The half-life is directly proportional to $[A]_0$. Each successive half-life is shorter than the last because the concentration (and therefore the "new" $[A]_0$) keeps shrinking while the rate stays constant.

Half-Life Behavior by Order

How the half-life changes with concentration is itself a diagnostic tool:

• First-order (e.g., decomposition of $\text{N}_2\text{O}_5$): Measure half-lives at different starting concentrations. If they're all the same, the reaction is first-order.
• Second-order (e.g., dimerization reactions): Half-life gets longer as the reactant is consumed. Doubling $[A]_0$ cuts the half-life in half.
• Zero-order (e.g., enzyme-catalyzed reactions at substrate saturation): Half-life gets shorter as the reactant is consumed. Doubling $[A]_0$ doubles the half-life.

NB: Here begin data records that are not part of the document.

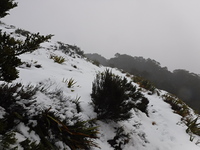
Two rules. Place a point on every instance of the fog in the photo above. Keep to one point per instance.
(165, 30)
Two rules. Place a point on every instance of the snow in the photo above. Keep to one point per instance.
(162, 130)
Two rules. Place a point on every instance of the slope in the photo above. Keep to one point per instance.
(162, 129)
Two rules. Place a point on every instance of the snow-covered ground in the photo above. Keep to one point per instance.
(161, 130)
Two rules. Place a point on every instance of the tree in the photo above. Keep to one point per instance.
(6, 5)
(113, 97)
(10, 48)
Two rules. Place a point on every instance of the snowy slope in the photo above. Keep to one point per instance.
(161, 130)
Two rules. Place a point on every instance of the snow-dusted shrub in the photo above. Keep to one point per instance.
(11, 48)
(20, 110)
(58, 59)
(6, 5)
(143, 83)
(120, 139)
(113, 97)
(51, 129)
(22, 32)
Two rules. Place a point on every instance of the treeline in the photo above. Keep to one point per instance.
(182, 83)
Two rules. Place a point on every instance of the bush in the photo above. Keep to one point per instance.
(120, 139)
(22, 32)
(143, 83)
(19, 102)
(6, 5)
(113, 97)
(11, 48)
(58, 59)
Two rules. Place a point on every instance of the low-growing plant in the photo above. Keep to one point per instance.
(113, 97)
(177, 105)
(77, 103)
(80, 135)
(70, 83)
(22, 32)
(182, 109)
(143, 83)
(193, 126)
(17, 100)
(57, 59)
(120, 139)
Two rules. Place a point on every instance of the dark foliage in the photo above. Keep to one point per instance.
(121, 138)
(5, 6)
(114, 97)
(77, 136)
(10, 48)
(181, 83)
(70, 49)
(11, 99)
(17, 100)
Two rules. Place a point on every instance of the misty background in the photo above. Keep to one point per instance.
(167, 31)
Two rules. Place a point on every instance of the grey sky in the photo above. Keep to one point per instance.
(165, 30)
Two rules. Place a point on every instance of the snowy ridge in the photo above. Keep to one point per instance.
(161, 130)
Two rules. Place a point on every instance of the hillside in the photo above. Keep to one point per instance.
(180, 82)
(55, 98)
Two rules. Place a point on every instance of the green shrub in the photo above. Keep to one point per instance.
(22, 32)
(143, 83)
(177, 105)
(70, 83)
(6, 5)
(80, 135)
(193, 126)
(58, 59)
(120, 139)
(113, 97)
(11, 48)
(17, 100)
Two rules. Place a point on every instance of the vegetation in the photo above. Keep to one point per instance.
(10, 50)
(181, 83)
(182, 109)
(5, 6)
(17, 100)
(22, 32)
(114, 97)
(70, 83)
(143, 83)
(70, 49)
(120, 139)
(58, 59)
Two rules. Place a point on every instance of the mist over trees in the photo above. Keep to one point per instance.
(180, 82)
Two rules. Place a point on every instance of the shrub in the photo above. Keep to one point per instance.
(58, 59)
(120, 139)
(113, 97)
(193, 126)
(18, 102)
(80, 135)
(70, 83)
(22, 32)
(143, 83)
(6, 5)
(11, 48)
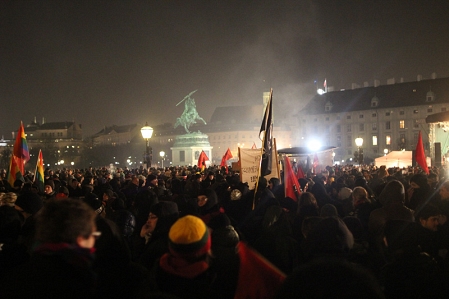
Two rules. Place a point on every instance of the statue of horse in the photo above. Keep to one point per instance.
(190, 115)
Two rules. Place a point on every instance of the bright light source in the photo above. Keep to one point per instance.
(314, 145)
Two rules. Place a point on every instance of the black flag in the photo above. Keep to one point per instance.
(267, 140)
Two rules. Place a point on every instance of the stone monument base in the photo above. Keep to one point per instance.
(187, 148)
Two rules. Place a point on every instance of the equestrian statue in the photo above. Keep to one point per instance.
(190, 115)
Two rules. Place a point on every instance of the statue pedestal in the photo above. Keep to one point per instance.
(187, 148)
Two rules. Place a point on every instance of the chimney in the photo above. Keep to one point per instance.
(390, 81)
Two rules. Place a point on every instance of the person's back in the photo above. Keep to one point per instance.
(60, 265)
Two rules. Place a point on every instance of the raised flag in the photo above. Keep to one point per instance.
(13, 171)
(316, 162)
(420, 155)
(291, 185)
(202, 160)
(39, 175)
(20, 150)
(267, 138)
(300, 173)
(226, 157)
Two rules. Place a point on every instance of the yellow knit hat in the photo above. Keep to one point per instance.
(189, 236)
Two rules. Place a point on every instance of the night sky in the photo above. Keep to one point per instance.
(120, 62)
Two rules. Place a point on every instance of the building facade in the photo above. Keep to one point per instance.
(387, 118)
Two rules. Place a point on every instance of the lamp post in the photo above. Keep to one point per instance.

Reaction Order Analysis with Integrated Rate Laws

Graphical Analysis

The most reliable way to determine reaction order from experimental data is to make three plots and see which one gives a straight line.

1. Plot $[A]$ vs. $t$. If this is linear, the reaction is zero-order. The slope equals $-k$.
2. Plot $\ln[A]$ vs. $t$. If this is linear, the reaction is first-order. The slope equals $-k$.
3. Plot $\frac{1}{[A]}$ vs. $t$. If this is linear, the reaction is second-order. The slope equals $+k$.

Only one of these three plots will be linear (assuming the reaction cleanly follows a single order). The y-intercept in each case gives you the corresponding function of $[A]_0$ (i.e., $[A]_0$, $\ln[A]_0$, or $\frac{1}{[A]_0}$).

Confirming Reaction Order

Graphical analysis gives you the order, but it's good practice to confirm with half-life data. Run the reaction at two or more different initial concentrations and compare the measured half-lives:

• If $t_{1/2}$ stays constant across different $[A]_0$ values, the reaction is first-order.
• If $t_{1/2}$ is inversely proportional to $[A]_0$, the reaction is second-order.
• If $t_{1/2}$ is directly proportional to $[A]_0$, the reaction is zero-order.

As a concrete example, consider the gas-phase decomposition of $\text{N}_2\text{O}_5$. Plotting $\ln[\text{N}_2\text{O}_5]$ vs. time produces a straight line, while the other two plots curve. The measured half-life is approximately 22 minutes regardless of whether you start with 0.020 M or 0.010 M. Both observations confirm first-order kinetics, and the rate constant can be read directly from the slope of the linear plot: $k = 3.2 \times 10^{-2}\;\text{min}^{-1}$.